Tesla Motors has built a reputation as an innovation-driven company that seeks to revolutionise the motor industry. The company has focused on producing battery-driven electric vehicles. The use of electric vehicles is seen as a way of eliminating the environmental impact of petrol and diesel vehicles (Holmberg, 2011). Electric vehicles represent clean energy use, a concept that is at the heart of global business and consumer discussions. Reducing the reliance on petrol and diesel vehicles is seen as a major step in reducing global warming, promoting clean energy use, and overall conservation of energy (Aggeri, Elmquist & Pohl, 2009). Tesla Motors electric vehicles also come with lots of futuristic features that represent cutting-edge technology.

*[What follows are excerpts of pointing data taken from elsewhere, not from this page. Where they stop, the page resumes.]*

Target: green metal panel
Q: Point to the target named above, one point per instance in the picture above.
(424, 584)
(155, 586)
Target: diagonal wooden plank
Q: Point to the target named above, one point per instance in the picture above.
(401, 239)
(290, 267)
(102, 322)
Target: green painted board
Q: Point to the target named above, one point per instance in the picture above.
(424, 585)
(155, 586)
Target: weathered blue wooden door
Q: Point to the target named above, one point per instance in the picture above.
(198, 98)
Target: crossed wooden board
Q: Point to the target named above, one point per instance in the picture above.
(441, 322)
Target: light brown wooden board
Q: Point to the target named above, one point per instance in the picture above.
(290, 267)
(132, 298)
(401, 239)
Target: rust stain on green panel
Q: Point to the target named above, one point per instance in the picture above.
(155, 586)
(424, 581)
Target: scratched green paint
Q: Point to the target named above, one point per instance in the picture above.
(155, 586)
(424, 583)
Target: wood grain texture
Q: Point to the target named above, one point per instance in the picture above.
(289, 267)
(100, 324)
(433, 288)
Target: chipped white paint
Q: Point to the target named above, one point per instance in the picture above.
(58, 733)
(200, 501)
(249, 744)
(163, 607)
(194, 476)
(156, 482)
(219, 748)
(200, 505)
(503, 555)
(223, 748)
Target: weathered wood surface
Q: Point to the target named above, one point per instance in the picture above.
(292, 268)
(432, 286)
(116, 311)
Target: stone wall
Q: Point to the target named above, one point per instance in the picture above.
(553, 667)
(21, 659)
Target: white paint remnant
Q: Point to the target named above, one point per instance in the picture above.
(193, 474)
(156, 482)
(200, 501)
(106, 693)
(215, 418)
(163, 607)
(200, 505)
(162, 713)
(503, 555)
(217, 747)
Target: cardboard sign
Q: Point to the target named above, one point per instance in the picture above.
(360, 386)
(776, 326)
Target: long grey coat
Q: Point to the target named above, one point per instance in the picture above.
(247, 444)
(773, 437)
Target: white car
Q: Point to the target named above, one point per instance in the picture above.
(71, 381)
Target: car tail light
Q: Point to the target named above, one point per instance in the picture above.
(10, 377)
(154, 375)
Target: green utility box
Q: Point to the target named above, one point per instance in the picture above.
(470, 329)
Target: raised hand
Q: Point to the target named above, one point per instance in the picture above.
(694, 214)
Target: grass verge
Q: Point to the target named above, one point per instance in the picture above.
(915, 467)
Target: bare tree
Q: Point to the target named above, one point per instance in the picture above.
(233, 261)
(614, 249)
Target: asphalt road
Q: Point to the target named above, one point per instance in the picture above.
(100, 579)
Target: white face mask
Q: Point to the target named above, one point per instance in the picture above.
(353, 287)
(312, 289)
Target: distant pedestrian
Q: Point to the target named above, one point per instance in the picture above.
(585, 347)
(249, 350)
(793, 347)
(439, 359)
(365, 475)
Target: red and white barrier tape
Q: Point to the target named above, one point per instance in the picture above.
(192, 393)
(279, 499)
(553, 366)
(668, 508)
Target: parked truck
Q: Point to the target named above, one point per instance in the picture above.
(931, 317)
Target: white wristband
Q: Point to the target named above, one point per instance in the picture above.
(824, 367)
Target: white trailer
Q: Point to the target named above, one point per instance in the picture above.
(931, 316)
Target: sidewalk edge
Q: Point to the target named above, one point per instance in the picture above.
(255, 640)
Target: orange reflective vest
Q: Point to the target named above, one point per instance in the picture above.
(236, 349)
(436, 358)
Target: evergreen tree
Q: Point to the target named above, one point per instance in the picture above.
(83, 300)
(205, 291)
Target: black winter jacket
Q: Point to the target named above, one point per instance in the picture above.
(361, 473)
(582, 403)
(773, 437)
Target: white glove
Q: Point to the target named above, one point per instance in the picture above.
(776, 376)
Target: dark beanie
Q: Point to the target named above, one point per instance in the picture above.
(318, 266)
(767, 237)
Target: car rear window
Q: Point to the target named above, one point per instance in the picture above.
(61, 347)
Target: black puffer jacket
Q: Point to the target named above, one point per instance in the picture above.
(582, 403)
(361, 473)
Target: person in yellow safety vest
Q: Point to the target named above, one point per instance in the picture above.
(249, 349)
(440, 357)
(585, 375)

 Business case for innovation

Innovation has become important for the achievement of success in today’s business world (Chiaroni, Chiesa & Frattini, 2010). There is a growing need for creative problem-solving in order to find suitable solutions that satisfy customer demands. Furthermore, there is tight competition amongst companies in every business sector and it is only through innovation that a company can gain competitive advantage (Belderbos & Faems, 2010). The automotive industry has always been driven by innovation as manufacturers strive to provide good value to customers through creations that are perceived as superior to others.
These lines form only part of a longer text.